Publié le par Bernard Pradines

Image issue de : https://www.whenthereshelpthereshope.com/services/prevention-services/prevention-tools/

Image issue de : https://www.whenthereshelpthereshope.com/services/prevention-services/prevention-tools/

Question taboue : les messages de prévention des maladies et des accidents comportent-ils des risques ? Une telle interrogation semble incongrue tant il est admis qu’il vaut mieux, selon l’adage, « prévenir que guérir ». La prévention parait anodine, exempte des effets secondaires redoutés de toutes les thérapeutiques médicamenteuses ou chirurgicales curatives : exercice physique, alimentation, etc.

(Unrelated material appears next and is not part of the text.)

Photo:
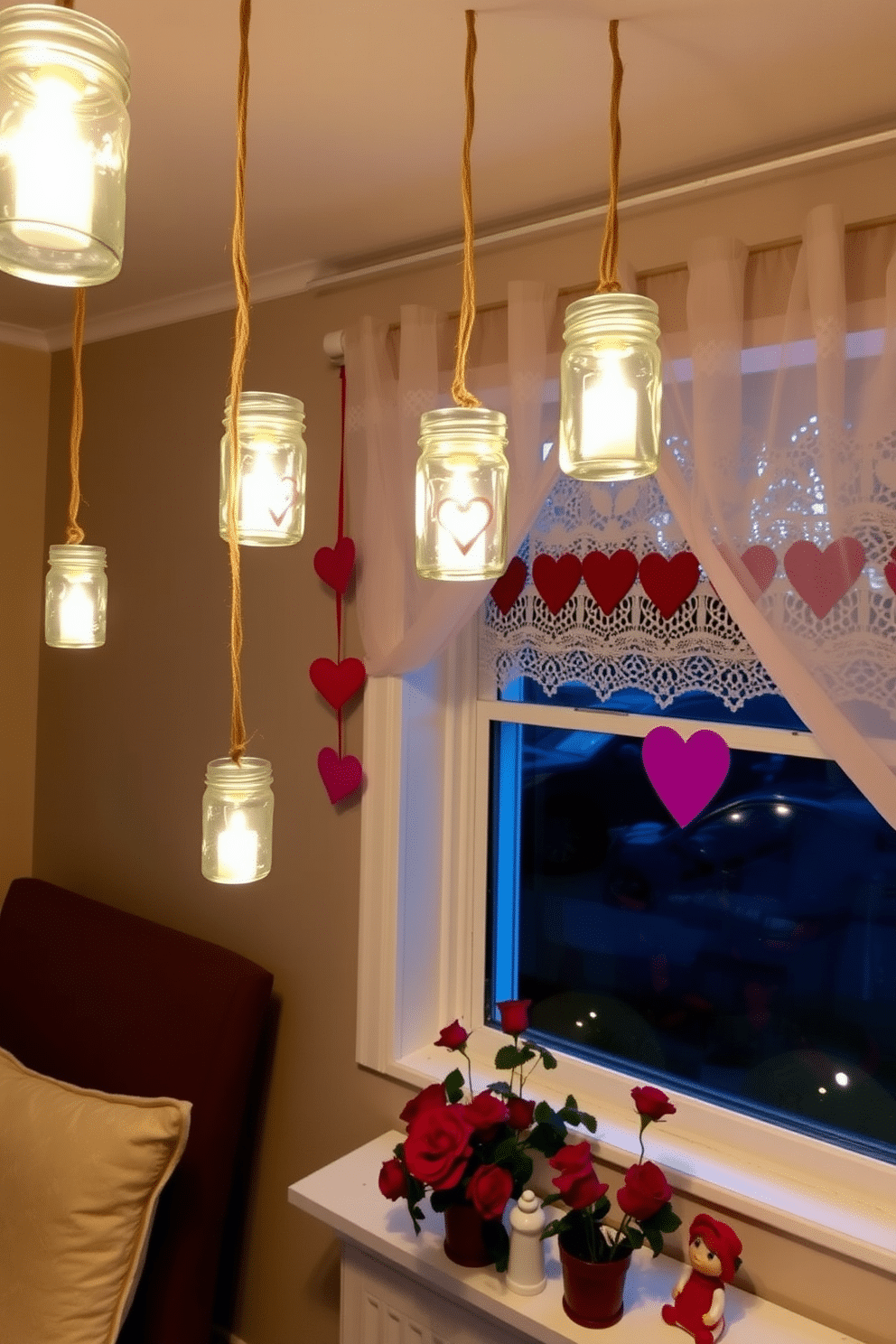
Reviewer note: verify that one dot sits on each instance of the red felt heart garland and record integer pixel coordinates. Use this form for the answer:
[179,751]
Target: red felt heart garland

Pourtant, la prévention, dès sa forme dite « primaire », concernant donc des personnes en bonne santé, peut être fondée sur des études dont on a trop vite tiré des conclusions. De plus, le message peut être mal compris, entendu comme une sorte d’assurance rassurante, de protection absolue contre la maladie.

Enfin et surtout, celle ou celui qui est malade pourra être suspecté d’imprudence dont nous pouvons et devons nous prémunir. Pourtant, combien de malades d’Alzheimer dans mon service de soins de longue durée qui n’avaient présenté aucun facteur de risque dit « évitable » au préalable ? Ainsi, le risque de stigmatisation est au rendez-vous : nos mécanismes de défense nous poussent à croire qu’il existe un lien de causalité automatique entre tabagisme et cancer du poumon, entre sexualité minoritaire et SIDA, entre alcoolisme et cirrhose du foie...

Bien sûr la prévention est très importante. Mais connaitre ses limites et ses effets adverses est tout aussi sérieux.